A head’s up, though: If you want to eat in the steakhouse, especially on a certain night, definitely make a reservation. Why? Because this is a smaller-than-usual version of the restaurant located just off one of the main dining rooms.
One of my favorite new additions is simple, free and new to Carnival: Lucky Bowl offers fresh, amazing — you guessed it — bowls. Each day, three varieties are offered, and they’re really ideal for times when you want something to eat, but not anything overly filling.
They’d also be great on a chilly day… already, I’m looking forward to having a few when I sail Sunrise out of New York City, heading for Halifax, later this year.
There are lots of other options as well, including the Carnival Deli, Pizzeria del Capitano, Bonsai Sushi and, of course, the buffet. And if you’re looking to enjoy a really great night of spectacular dining, try and grab a spot at the Chef’s Table.
This for-fee experience is a definite must for foodies (and maybe not great for picky eaters), and the whole experience has been elevated on Sunrise now that they’ve carved out a beautiful, private space in which guests enjoy their meal. This is another one of those things you should definitely book in advance if you’re hoping to get a seat at the table.

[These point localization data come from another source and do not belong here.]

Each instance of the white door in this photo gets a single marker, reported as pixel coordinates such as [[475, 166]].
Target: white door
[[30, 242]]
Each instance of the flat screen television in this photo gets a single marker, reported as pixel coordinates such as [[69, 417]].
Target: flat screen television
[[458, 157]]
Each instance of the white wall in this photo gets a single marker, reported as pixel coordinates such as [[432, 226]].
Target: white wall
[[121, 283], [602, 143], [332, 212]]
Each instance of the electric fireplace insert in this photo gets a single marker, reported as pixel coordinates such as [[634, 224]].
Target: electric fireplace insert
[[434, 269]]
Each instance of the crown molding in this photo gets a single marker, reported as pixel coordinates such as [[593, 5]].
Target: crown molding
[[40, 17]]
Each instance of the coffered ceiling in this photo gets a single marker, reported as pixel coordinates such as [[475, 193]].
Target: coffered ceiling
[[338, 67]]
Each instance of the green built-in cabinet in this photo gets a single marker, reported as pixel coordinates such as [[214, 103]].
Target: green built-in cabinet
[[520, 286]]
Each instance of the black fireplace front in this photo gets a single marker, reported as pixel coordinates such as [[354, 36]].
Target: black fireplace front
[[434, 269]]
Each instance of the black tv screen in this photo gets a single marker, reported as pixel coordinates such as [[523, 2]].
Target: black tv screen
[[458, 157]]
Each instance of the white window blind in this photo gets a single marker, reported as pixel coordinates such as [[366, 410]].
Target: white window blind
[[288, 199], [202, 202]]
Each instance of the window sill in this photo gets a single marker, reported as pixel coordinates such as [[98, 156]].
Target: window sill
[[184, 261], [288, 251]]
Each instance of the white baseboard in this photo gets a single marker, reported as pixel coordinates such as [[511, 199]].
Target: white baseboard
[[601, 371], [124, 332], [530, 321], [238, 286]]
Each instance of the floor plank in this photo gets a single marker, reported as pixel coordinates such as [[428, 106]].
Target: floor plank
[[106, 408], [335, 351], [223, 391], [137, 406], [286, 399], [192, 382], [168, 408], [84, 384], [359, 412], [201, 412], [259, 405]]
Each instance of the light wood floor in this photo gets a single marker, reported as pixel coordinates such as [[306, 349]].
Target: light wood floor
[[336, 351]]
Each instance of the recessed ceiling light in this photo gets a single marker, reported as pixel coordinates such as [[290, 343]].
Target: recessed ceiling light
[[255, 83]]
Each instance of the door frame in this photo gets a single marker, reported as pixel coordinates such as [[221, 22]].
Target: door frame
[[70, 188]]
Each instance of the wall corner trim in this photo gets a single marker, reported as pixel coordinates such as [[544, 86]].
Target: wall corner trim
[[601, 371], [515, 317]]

Where Things Get Wet & Wild
Whoever thought to put ropes courses on a cruise ship should definitely get a raise. Think about it: It allows designers to give you a cool experience without eating up a lot of deck space thanks to the fact that the course is high above everyone’s heads.
The one added to Sunrise isn’t the biggest in the industry or the highest, but it’s an awful lot of fun. Also added to the top decks was a WaterWorks with two different slides and a miniature golf course. (I can’t really remember the last time I played mini golf on dry land. But when you put a course on the top of a ship and get to take in the amazing views while trying to get a hole in one… sign me up!)
Something Old, Something New
By the time I’d spent a week on board the Sunrise, any wariness or skepticism I’d had regarding the Triumph’s transformation was gone. Sure, there were a few areas with congestion issues (especially around the Lido deck during feeding time on sea days), but that was probably my biggest complaint. Otherwise, Carnival did a great job of taking an older ship which had lost its luster and making her feel new again.
Maybe my favorite thing about Carnival’s decision to polish this gem of a ship? The fact that Carnival Sunrise is a midsize ship. Sure, when introduced 20 years ago, she was one of the largest in the world, but by today’s standards, she’s definitely a midsize vessel.
Given that Carnival, like all of the other lines, has been introducing ever-larger ships (including the upcoming Mardi Gras and Panorama), it would have been easy for them to simply sell off or scrap Triumph.
Instead, they recognized that not everyone necessarily wants to sail on mega ships. Sunrise manages to be modern without being overwhelming. It offers plenty of options, whether you’re looking to try a new restaurant with the family or enjoy some peace and quiet on the Serenity deck.